Setelah meminta izin, Gio pun boleh masuk ke dalam ruang ICU, mereka berdua terdiam dan bertatapan, tiba-tiba butiran air mengalir dari pelupuk mata Gio.
“Maafin aku Fay, aku sadar selama ini aku udah salah sama kamu dan Feby, maafin aku ...” tangan Gio bergetar hebat, Faya menggenggamnya erat. Rasa simpati mencuat dari hatinya.
“Aku juga minta maaf, aku udah egois. Yang lebih parah. Aku gak pantes jadi seorang ibu... ibu mana yang mengabaikan permintaan anaknya seperti itu, ibu mana yang tega meninggalkan anaknya, meminta pengertian anak tapi tak menggubris permohonannya... aku nyesel, Feby maafin bunda sayang..” Gio memeluk tubuh Faya, mendekapnya erat.

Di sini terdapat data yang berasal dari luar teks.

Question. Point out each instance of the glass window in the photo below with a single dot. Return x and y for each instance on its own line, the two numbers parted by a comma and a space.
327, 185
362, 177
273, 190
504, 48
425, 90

Mereka berdua berjanji untuk tak mengulangi hal yang sama, demi anak mereka Feby. Jika Feby bisa sadar dan sembuh mereka akan berubah.
Feby membuka matanya, melihat kedua orangtuanya sedang berpelukan, dia tersenyum. “Bunda sama ayah sudah baikan yah?” Faya dan Gio terbelalak, Gio segera memanggil dokter dan Faya tak hentinya menciumi Feby.
Dokter menyatakan Feby sudah bisa dirawat di ruang rawat inap biasa. Tapi dokter yang ternyata pernah mengemban jurusan psikologi itu meminta Faya dan Gio keruangannya segera.
“Tadi saya sudah ngobrol dengan baby sitter kalian,” Faya dan Gio saling bertatapan.
“Jika kalian memang menyayangi anak itu, berubahlah! Buang sifat egois kalian berdua. Kalian tahu yang menjadi korban disini bukan kalian tapi dia. Anak sekecil itu sudah mengalami tekanan yang berat.”
“Tadi kami juga sudah melakukan CT Scan, ada beberapa syaraf anak kalian yang tertekan karena apa yang telah kalian perbuat. Mungkin anda berdua tak menyadarinya, tapi dia menanggung ini sendirian, memenjarakan diri dalam dunianya. Melakukan pengasingan dan akhirnya dia sudah masuk tahap depresi”.
“Saya harap kalian lebih bijaksana menyikapi hal ini.” Faya menangis lagi, kini Gio merangkul bahunya dan mengangguk. Setelah mendengar arahan dari dokter senior itu, mereka berdua berjalan ke kamar rawat Feby. Sambil bergandengan tangan.
Cinta yang telah hilang, perlahan mulai tumbuh kembali seiring langkah kaki yang dijejakan ke bumi.
Faya berjanji untuk segera resign dari pekerjaannya, dan Gio pun berjanji tak akan melihat Faya dengan sebelah mata lagi, dia akan membela Faya dihadapan siapapun.